Bile acids and their amidates inhibit 11 beta-hydroxysteroid dehydrogenase obtained from rat kidney.

Recently it has been demonstrated that interaction of corticosteroids with extraadrenal target cells can effectively be modulated by metabolic transformation of the steroid hormone. As far as 11-hydroxylated glucocorticoids are concerned 11 beta-hydroxysteroid dehydrogenase (11 beta-HSD) is the most important enzyme charged with target cell metabolism.
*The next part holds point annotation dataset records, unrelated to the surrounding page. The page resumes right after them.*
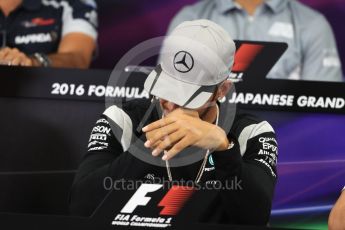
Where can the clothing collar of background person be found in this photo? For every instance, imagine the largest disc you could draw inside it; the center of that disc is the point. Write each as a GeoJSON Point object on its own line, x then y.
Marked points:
{"type": "Point", "coordinates": [31, 4]}
{"type": "Point", "coordinates": [225, 6]}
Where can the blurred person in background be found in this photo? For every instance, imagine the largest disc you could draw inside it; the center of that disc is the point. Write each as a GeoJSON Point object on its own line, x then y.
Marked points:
{"type": "Point", "coordinates": [312, 53]}
{"type": "Point", "coordinates": [336, 219]}
{"type": "Point", "coordinates": [48, 32]}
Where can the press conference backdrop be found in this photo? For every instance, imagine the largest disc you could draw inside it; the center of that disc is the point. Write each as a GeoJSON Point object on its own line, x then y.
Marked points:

Inhibition of 11 beta-HSD function either by genetically transmitted deficiency or by exogenous enzyme inhibitors causes severe pathophysiological derangements, which result in a syndrome of "apparent mineralocorticoid excess". In the present paper we have tested whether or not endogenous inhibitors of this enzyme system might exist. The effects of the main naturally occurring mono-, di-, and trihydroxylated bile acids in man on 11 beta-HSD have been studied in in vitro experiments. Using rat renal microsomes it could be demonstrated that unconjugated bile acids of all three classes as well as the corresponding glycine and taurine amidates effectively inhibit oxidative as well as reductive activity of 11 beta-HSD, with lithocholic acid and chenodeoxycholic acid being the most potent compounds. It is concluded that bile acids are potent endogenous inhibitors of 11 beta-HSD and, therefore, could participate in abnormalities of cortisol metabolism observed in liver cirrhosis and extrahepatic biliary obstruction and, possibly, after ingestion of bile acids.